Whilst this might seem a strange title for a blog on disability, I count myself incredibly lucky to have had a hidden disability all of my adult life. If I had to choose between invisible and visible, I would choose invisible every time. Why, you ask? It stops the questions. It stops the pity. It stops people thinking you are 'less' of a person because you are in some way deficient.

My first personal experience of disability was at Brownies when I was about eight. A young girl with Down's syndrome came to one of our meetings. The other girls drew back because she looked different. I went straight over to her and engaged her in a chat. I was mesmerised. I did not pity her. I wanted to know more about her. Pretty quickly I realised she was just the same as me with a few physical differences but basically a little girl who liked the things I liked. We got on famously. Later, at secondary school, a girl in my class was going blind: Susan. I did not even want to imagine how it would be to lose my sight but I was fascinated by her unique outlook on life: so calm in the face of such terrible adversity, so stoic and strong.

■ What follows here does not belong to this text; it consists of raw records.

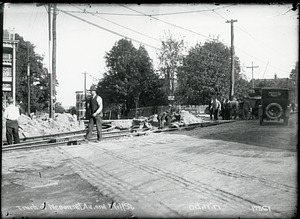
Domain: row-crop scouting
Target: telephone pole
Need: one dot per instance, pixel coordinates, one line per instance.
(231, 92)
(48, 9)
(54, 50)
(28, 80)
(84, 84)
(252, 73)
(51, 113)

As an adult, having an invisible difficulty has been a constant source of stress. I should say that I do not consider myself disabled following successful heart transplantation eleven years ago. I have a beautiful shiny new heart that beats regularly and fills my body with blood in all the right places. Having not known what that was like before transplant I can tell you I still marvel at it every day!

As a young person applying for jobs I never declared that I had a heart condition. I was born with HCM Hypertrophic Cardiomyopathy. I inherited it from my mother who died at 50. It is detectable only by ECG. I cannot tell you how many medicals I had with company doctors who declared me a perfectly fit and healthy young woman. If only they knew. It was a strain undergoing examination and having to lie. Having to lie on application forms that asked about health. Why didn't I come clean?

I did not declare my disability for the reasons stated above: I did not want to be different, deficient, pitiable. I wanted to just be me and show what I could do. In much the same way as I, a staunch feminist, have only ever wanted to be valued as a person and not as a woman. I have deliberately avoided women's clubs and I have deliberately avoided identifying as a person with a disability. People handle things in their own way. My strategy has served me well. I would never have got the high-stress jobs I did before I was a lawyer if my employers had thought I had a dicky heart.

The difficulties with invisible disabilities are immense however, especially in the work context. If you don't tell your employer you have an invisible disability they are not obliged to make the reasonable adjustments for disability the law requires under the Equality Act. Similarly, the Act offers many additional protections against dismissal and other unfavourable treatment, which are not available if you have not declared.

I regularly advise my clients with mental health disabilities not to declare their conditions. Why? Prejudice with a capital P. As a society, we are at least all talking about mental health but we are a long way from accepting mental health conditions. I know. Every day I defend people who are being pushed out or fired because they have had a breakdown, have bipolar disorder or another mental health condition. Our society is still not accepting of and remains essentially fearful of mental health. The press perpetuates negative and sometimes scary stereotypes around people suffering with mental health issues.

It's hard to see how the law could or should be changed to protect those with invisible disabilities. If you work in an organisation that is big enough to have an Occupational Health department you might want to tell them about your condition. If the information is within the organisation your employer is deemed to know. And you can ask them not to share it. If you choose to keep it under the radar but work starts to become an issue that is the time to make sure your employer is aware.